The sun went down early in winter, and it grew dark here beneath the milkwoods, the air possessed of a bone-deep chill that leached all the warmth from my flesh. Perhaps they—friends, strangers, anyone—should find me here in a week’s time, frozen in my chair with a strange, joyful glitter in my dead eyes. Just like Heathcliff.
That’s when I noticed the carving of the little horse. I didn’t remember moving it from the box but the past day had been so full of dislocation. By now, with all the red wine in my system on top of the gin, I might’ve done anything since I uncorked the bottle. Except run naked down the road screaming.

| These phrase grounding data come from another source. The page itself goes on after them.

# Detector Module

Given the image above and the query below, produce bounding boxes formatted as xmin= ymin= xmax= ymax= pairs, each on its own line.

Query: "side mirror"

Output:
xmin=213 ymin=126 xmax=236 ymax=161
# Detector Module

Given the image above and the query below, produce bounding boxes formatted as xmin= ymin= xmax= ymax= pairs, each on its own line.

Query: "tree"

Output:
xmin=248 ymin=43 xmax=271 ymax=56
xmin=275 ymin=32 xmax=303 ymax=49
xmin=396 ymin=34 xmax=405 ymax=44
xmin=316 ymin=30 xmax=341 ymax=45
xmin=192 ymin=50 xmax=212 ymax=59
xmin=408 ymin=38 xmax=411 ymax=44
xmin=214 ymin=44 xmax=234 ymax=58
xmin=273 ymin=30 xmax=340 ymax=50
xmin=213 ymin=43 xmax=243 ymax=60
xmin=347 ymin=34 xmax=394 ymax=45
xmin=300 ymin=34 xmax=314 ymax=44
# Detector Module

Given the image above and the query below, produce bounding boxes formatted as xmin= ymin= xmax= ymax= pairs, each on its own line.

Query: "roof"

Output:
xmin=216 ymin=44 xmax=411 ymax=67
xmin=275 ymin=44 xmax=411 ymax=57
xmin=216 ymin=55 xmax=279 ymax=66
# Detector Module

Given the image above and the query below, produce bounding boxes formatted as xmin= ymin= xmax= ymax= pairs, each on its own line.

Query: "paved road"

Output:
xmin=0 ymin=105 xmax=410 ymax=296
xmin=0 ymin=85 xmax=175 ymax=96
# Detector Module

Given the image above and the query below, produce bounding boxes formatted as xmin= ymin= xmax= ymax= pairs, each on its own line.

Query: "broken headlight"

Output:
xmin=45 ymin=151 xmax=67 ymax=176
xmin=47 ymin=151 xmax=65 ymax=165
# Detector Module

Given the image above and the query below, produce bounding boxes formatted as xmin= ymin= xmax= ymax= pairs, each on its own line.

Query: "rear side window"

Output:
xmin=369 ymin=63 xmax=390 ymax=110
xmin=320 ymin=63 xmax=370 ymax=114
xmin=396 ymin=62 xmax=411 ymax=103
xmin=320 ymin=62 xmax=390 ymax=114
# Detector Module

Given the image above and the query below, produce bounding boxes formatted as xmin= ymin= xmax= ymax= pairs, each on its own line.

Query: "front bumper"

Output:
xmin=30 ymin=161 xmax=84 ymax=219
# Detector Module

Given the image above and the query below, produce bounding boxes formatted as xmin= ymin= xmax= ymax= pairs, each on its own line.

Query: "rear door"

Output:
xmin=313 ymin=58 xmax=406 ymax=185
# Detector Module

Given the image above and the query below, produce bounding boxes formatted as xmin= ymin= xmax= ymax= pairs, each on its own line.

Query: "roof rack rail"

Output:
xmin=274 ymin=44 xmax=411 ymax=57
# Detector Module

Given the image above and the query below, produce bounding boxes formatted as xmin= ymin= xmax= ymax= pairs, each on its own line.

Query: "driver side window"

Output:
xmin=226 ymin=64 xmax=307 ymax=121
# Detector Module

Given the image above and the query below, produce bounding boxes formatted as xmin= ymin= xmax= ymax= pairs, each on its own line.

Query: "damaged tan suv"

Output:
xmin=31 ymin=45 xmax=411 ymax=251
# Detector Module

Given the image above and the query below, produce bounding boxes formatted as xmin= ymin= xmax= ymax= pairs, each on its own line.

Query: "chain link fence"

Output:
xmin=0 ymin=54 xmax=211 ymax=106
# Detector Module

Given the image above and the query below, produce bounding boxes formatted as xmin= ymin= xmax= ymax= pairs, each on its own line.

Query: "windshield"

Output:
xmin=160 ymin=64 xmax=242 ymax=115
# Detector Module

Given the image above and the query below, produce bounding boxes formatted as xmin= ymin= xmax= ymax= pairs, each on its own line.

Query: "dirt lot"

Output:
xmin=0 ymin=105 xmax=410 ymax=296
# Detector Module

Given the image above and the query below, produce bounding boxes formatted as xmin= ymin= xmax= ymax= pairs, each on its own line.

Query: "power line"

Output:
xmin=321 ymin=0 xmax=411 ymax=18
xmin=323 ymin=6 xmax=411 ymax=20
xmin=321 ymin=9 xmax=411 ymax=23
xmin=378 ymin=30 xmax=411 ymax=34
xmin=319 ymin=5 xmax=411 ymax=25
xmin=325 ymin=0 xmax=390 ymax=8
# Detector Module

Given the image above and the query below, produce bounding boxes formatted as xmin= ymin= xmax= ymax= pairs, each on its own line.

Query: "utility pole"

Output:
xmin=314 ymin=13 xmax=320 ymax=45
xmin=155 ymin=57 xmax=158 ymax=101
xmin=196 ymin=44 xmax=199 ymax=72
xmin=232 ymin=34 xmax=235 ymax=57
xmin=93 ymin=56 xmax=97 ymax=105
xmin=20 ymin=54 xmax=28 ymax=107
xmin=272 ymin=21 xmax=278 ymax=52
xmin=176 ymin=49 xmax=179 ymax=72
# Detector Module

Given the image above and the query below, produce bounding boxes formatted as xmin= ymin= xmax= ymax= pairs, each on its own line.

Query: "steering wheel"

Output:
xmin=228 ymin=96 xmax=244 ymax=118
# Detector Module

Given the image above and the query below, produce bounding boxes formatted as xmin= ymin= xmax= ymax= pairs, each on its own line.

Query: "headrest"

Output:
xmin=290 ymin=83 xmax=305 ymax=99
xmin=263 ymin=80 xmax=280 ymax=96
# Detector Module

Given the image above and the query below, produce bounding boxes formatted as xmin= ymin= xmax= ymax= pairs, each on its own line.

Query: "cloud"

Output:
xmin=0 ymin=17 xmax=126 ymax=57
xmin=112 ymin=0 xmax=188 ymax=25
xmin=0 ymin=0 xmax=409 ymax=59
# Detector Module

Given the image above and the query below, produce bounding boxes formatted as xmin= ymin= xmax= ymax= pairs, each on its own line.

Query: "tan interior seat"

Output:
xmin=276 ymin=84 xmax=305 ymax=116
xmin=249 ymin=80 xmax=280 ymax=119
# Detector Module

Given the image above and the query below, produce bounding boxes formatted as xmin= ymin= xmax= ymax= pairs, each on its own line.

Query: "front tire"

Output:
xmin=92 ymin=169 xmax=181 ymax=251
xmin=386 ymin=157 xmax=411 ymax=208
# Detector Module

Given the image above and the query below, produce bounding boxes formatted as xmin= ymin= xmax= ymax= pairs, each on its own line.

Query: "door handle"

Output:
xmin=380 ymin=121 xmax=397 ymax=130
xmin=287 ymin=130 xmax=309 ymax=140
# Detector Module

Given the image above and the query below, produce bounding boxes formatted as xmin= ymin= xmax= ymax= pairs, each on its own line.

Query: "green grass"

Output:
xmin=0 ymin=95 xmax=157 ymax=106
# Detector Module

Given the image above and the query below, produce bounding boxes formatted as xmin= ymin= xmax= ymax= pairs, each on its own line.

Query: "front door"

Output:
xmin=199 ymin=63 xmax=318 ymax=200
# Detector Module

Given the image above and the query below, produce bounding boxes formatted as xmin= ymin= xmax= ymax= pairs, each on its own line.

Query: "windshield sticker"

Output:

I laughed at the ridiculousness of that thought.
I haven’t done that. Yet.
Random.
If wishes were horses...
The carving fit in my palm, each dainty leg so fragile, so easy to snap. I had no idea who’d created this tiny figure or how long ago, but judging by the yellowness of the bone it could be well over a hundred years old. I should keep it safe. And I needn’t hide it in a box anymore. I gave it pride of place on the mantelpiece where Paul’s old Brownie cameras used to stand (I might’ve slightly damaged them while packing, just so you know).
It could be a trick of the shadows but it
did look like the little horse was about to prance off the shelf like a circus pony. Then a wave of nausea washed over me and I took myself straight to bed. Better the oblivion of sleep than face the enormity of the quiet which was about to swallow me whole and compress me to no more than a smudge of mould on the walls.
* * *
I don’t know what woke me, but I sprawled in my empty bed with the covers twisted about my legs. My skin was damp and felt hot to the touch though the air inside the room was frigid, and I could see my breath mist before my face. The nausea still churned in my stomach, so I stumbled to the bathroom but couldn’t puke.
Instead I cradled my head on my forearms, which I rested on the toilet. Gross, I know, but I felt too shit to care about hygiene issues while I waited for the sickness to pass. That’d be the last time I go to bed on most of a bottle of wine and no dinner. No matter how much self-pity filled my paddling pool.
Maybe you’re pregnant, an evil voice whispered.
Hah! I’d actually have had to have sex the past few months for that to happen.
I heard it then: the crack of a twig and a soft snort; I was instantly alert while fear hammered a spike through my gut. There’d been break-ins last month. Burglars had held the couple living two houses down at knife point while they ransacked their home for valuables.
Keep calm. Just keep calm—my new mantra as I stalked over to the window. Must at least be sure it’s not a cat or the neighbour’s dog before I got the security company responding to a false alarm. I parted the curtain ever so slowly and peeked.
But it was no cat, dog or even human intruder just beyond the deck. Enough light filtered through from the moon and the orange streetlights to illuminate the arch of a neck and the restless flick of ears. A tail swished.
A motherfucking horse. In my front yard standing next to my Golf.